Non ci fu però solo Auschwitz.

Anche l’Italia ha avuto i suoi campi di concentramento. Il primo spettacolo a parlarne è stato “I me ciamava per nome: 44.787- Risiera di San Sabba” di Renato Sarti, nato dalle testimonianze di ex deportati raccolte da Marco Coslovich e Silvia Bon per l’Istituto regionale per la storia della Resistenza e dell’Età contemporanea del Friuli Venezia Giulia sulla Risiera di San Sabba. «Quando andò in scena in forma di reading, all’interno della Risiera, era il 1995», ricorda Sarti: «Avevamo spazio per 1200 spettatori, ne arrivarono 4mila. A leggere c’erano Giorgio Strehler, Paolo Rossi, Moni Ovadia, Bebo Storti, Barbara Valmorin... Lo spettacolo debuttò due anni dopo al Teatro Portaromana e da allora ha continuato a girare».
Il prossimo 27 gennaio sarà a Milano, al Piccolo Teatro Grassi, e poi dal 28 gennaio al 2 febbraio al Teatro della Cooperativa.

Prima ancora, a parlare di Olocausto in teatro era stato “L’Istruttoria”, scritto da Peter Weiss nel 1965, con la regia di Gigi Dall’Aglio, che debuttò nel lontano 1984 al Teatro Due di Parma, dove ancora oggi, ogni anno, viene riproposto con lo stesso cast (replica dall’8 al 23 febbraio).

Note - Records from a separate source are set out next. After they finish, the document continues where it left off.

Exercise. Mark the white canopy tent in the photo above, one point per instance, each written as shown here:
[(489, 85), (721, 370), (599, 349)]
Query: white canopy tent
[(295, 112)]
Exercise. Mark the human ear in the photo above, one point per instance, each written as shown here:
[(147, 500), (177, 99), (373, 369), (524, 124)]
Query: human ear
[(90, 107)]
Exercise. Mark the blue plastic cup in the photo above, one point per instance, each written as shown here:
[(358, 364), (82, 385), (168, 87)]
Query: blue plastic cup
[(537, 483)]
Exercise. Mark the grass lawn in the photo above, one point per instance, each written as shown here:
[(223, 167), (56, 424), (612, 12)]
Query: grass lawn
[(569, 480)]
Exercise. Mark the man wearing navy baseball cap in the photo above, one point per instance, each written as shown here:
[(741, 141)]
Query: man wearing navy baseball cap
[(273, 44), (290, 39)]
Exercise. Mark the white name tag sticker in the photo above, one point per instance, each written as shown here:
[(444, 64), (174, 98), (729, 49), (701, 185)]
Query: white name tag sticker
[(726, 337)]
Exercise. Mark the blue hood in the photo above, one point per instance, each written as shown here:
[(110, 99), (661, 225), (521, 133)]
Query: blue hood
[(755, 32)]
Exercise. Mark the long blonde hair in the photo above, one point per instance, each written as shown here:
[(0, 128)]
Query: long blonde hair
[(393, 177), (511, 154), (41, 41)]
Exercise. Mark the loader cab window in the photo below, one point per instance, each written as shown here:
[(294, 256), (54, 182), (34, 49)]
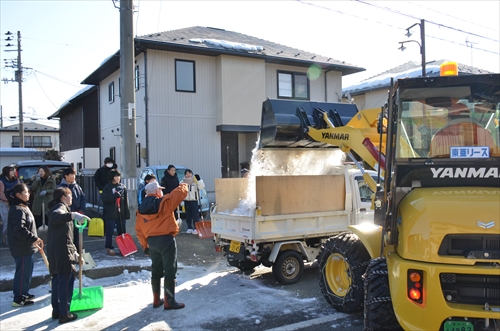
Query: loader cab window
[(365, 192), (437, 122), (293, 85)]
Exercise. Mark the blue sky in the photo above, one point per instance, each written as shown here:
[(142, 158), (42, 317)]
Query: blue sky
[(65, 41)]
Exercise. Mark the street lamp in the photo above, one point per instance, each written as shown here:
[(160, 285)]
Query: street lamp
[(421, 44)]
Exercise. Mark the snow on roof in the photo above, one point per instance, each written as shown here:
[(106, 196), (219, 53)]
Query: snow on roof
[(385, 79), (83, 90), (229, 45)]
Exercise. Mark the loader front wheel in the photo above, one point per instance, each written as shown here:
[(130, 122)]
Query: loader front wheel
[(288, 267), (342, 262), (379, 314)]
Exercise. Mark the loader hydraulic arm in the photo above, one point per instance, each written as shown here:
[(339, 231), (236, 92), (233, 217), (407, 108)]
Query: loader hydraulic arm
[(346, 138)]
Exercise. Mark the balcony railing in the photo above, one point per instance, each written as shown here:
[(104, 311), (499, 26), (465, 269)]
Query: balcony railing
[(33, 145)]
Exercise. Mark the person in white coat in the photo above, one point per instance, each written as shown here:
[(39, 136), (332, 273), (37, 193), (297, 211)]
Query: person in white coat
[(191, 203)]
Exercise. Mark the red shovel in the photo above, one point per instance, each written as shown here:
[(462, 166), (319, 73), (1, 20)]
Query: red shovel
[(125, 242)]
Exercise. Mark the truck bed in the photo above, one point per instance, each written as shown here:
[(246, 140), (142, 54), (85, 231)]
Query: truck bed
[(278, 208), (279, 227)]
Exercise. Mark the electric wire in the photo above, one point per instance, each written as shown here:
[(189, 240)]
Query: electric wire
[(58, 79), (427, 21), (446, 14), (34, 73)]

Chi fu tra i primi spettatori lo ricorda come uno spettacolo scioccante, un viaggio nell’orrore dei lager che attinge alle deposizioni processuali dei testimoni e dei sopravvissuti di Auschwitz.
«Quando fu pubblicata “L’Istruttoria” nei libri di storia quasi non veniva citata la Shoah e il testo di Weiss forniva notizie sconvolgenti, per questo aveva senso elencare quante persone erano state uccise in un modo e quante in un altro», dice Dall’Aglio. Ma da quando è stato istituito il Giorno della memoria, anche in teatro si è cominciato a parlare sempre di più di persecuzioni, stermini, leggi razziali, storie di sopravvissuti. Qualche esempio? Ascanio Celestini (che il 27 gennaio sarà all’Auditorium Parco della musica di Roma con “Radio clandestina”), Marco Paolini (“Ausmerzen”), Fabrizio Saccomanno (“Shoah, Frammenti di una ballata”), Andrea Satta (“La fisarmonica verde”), Dario Aggioli (“Gli ebrei sono matti”), Alessandro Albertin (“Giorgio Perlasca, il coraggio di dire no”), Elena Arvigo (“Il dolore”), Elena Sofia Ricci (“Vetri rotti”, dal 4 al 16 febbraio al Teatro Eliseo di Roma), Gianpiero Pumo e Filippo Panigazzi (“La belva Giudea”, dal 28 gennaio al 2 febbraio all’Off/off Theatre di Roma).